Problem
Current wallets are not optimized for liquidity providers like Lightning nodes that fund requests for liquidity via liquidity ads.
Liquidity provider wallets have a usage pattern with these characteristics:
- frequently spend utxos of known amounts to liquidity transactions
- infrequently refill the wallet when the balance gets low
- liquidity transactions may not confirm before the next spend (simultaneous spends)
- liquidity transactions may not confirm at all due to inputs from other wallets (unsafe change)
Ideally every liquidity transaction could be funded with a single input and without a change output. This has the lowest weight/fees and does not tie up funds in a change output that may take a long time to become spendable or that may not confirm at all (see liquidity griefing).
Given these constraints and goals, how should a wallet manage the utxo set for liquidity providers?
We have a proposed solution, but would appreciate any thoughts on how best to optimize utxo management to decrease aggregate on-chain fees and increase the ability to fund multiple simultaneous funding transactions.
Proposed Solution
To fund a new liquidity transaction, perform the following steps:
- Import a user defined set of target utxos we want to have available to fund liquidity transactions.
To provide liquidity of 0.001 BTC with a single input and no change you need a utxo of that amount plus the cost of the transaction at the current fee rate. Each target requires a bucket of utxos suitable for different fee rates. The number of utxos in a bucket depends on how many simultaneous transactions you need to support and the range of likely fee rates. Coin selection algorithms will select a utxo that overpays fees when it costs less than adding an additional input and change output.
- Proactively refill buckets in some situations.
When fee rates are low, or a bucket is extremely depleted, we should proactively create change outputs to refill buckets. Initially I propose adding the largest utxo that is not in a bucket as an additional input to the transaction. This input will be split in step 4 to refill depleted buckets. We should not deplete full buckets to refill depleted ones. At that point it makes more sense to refill the wallet with new value from cold storage.
- Opportunistically refill buckets if coin selection adds a change output.
When coin selection can not find a solution with a single input and no change, it will search for a solution with a change output of at least some minimum amount of value. That change output should opportunistically refill one (or more) of our target buckets. This can be done in different ways. Initially I propose setting the minimum change output size to an amount that refills the most depleted target bucket. This may add utxos from existing buckets.

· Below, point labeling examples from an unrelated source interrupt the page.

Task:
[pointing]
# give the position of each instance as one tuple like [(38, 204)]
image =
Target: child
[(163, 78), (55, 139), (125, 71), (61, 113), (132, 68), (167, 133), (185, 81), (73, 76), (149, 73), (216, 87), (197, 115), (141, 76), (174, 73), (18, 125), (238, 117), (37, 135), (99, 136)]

- Split the change output, if any, to refill buckets.
When coin selection generates a transaction with a non-zero change amount, that amount should be split into outputs that refill our target buckets. I initially chose to iteratively select the most depleted bucket until the remaining change amount was less than the next depleted bucket or when all buckets are at capacity. The remaining change amount then goes into the last change output.
Testing
I ran some test with a modified fork of coin_selection_simulation and with the changes to Bitcoin core in draft PR #29422.
Results
My initial results using the above changes appear to yield a 15% reduction in on-chain fees compared to default coin selection. I think further improvements and refinements can be made and I would appreciate any suggestions.
Questions
- Does the concept of performing pre/post processing on the parameters of coin selection make sense or is there some way to optimize coin selection itself for this scenario?
- Would it make sense to only use branch-and-bound and CoinGrinder as coin selection algorithms for this problem to reduce fees?
- Any ideas for a better algorithm for adding inputs and splitting change to converge on our target utxo set with the least on-chain fees?
- Are there other use cases that could use this functionality? coin join users perhaps?